A nadie le gusta que Uruguay vaya a ser el último país de América del Sur en recibir vacunas contra la covid-19, pero el hecho puede aportar algo positivo si reflexionamos acerca de sus causas y consideramos la evidencia, tratando de evitar prejuicios.

Como sabemos –porque sufrimos las consecuencias–, el peso en el mercado mundial de los países más poderosos capturó gran parte de la oferta inicial, y la iniciativa Covax (impulsada mediante la Organización Mundial de la Salud, con apoyos estatales y privados) dará respuestas tardías e insuficientes. Ante tales circunstancias, casi todos los países de nuestra región se volcaron a la negociación en forma unilateral con los proveedores. Entre las escasas excepciones estuvieron la exitosa coordinación entre Argentina y México, que logró un acuerdo de producción y distribución con Oxford-Astrazeneca, y el meritorio pero no sorprendente caso de Cuba, que ha sido capaz de desarrollar y producir sus propias vacunas.

Con independencia del orden de llegada, la mayoría de los estados corrieron solos, sin que desempeñaran un papel significativo los bloques y los organismos de integración regional. Si se hubieran coordinado esfuerzos, quizá los ritmos burocráticas y las desigualdades dentro de la región habrían sido factores adversos, pero al mismo tiempo se habría ganado poder de negociación, con resultados muy probablemente mejores que los actuales, sobre todo para los países más débiles. Y no sólo en la discusión de cantidades, precios y plazos de entrega, sino también en el obvio contexto geopolítico de la cuestión.

Varias potencias mundiales aprovechan las necesidades de inmunización contra la covid-19 para consolidar o aumentar su influencia sobre países menos poderosos. En el marco de esa disputa, negociar por separado también debilita a los estados de nuestra región y a esta en su conjunto.

Las consideraciones anteriores no se aplican solamente a las tratativas para comprar vacunas, sino también a cualquier negociación en el mundo de hoy, muy especialmente para países como el nuestro, cuyo peso propio es escaso. Sin embargo, el gobierno uruguayo insiste en pregonar y reclamar las presuntas ventajas que tendría, para nosotros, una “flexibilización” de las normas básicas vigentes en el Mercosur que nos permitiera buscar, por nuestra cuenta, acuerdos comerciales fuera del bloque.
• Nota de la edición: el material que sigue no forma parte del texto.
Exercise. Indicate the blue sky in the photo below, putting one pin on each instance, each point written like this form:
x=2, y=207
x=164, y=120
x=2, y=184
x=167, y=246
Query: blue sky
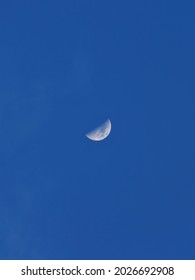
x=66, y=67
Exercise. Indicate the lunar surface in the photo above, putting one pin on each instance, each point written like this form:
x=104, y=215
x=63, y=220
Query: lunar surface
x=101, y=132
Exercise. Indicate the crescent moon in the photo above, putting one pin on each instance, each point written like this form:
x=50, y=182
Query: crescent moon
x=101, y=132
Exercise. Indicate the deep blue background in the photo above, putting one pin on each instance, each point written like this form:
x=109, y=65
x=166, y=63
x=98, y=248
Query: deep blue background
x=65, y=67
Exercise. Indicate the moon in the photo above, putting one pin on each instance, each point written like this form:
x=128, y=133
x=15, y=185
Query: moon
x=101, y=132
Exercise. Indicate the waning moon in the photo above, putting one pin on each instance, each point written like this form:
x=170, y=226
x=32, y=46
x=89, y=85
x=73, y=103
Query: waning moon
x=101, y=132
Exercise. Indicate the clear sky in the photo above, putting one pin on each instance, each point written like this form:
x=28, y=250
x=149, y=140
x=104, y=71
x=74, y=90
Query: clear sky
x=65, y=68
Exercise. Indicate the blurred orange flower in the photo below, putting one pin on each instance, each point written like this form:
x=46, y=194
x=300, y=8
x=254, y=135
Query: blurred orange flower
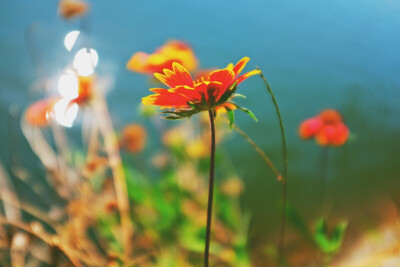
x=163, y=57
x=39, y=113
x=187, y=97
x=327, y=128
x=133, y=138
x=69, y=9
x=85, y=89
Los problemas que afrontamos para acceder a vacunas no se debieron solamente al retraso producido, a mediados del año pasado, por una excesiva confianza en la capacidad de mantener la pandemia bajo control. El Poder Ejecutivo aplicó el mismo criterio de “desintegración regional” (en gran medida ideológico) que orienta sus demandas en el Mercosur y apostó a “colarse entre los grandes” por sus propios medios, menospreciando incluso una oferta de cooperación por parte del presidente de Argentina, Alberto Fernández. Pero fue incapaz de colarse y quedó al final de la cola.

Ojalá que esta experiencia tenga los menores costos posibles para el país, y ayude a pensar con más claridad acerca de lo que nos resulta posible y conveniente.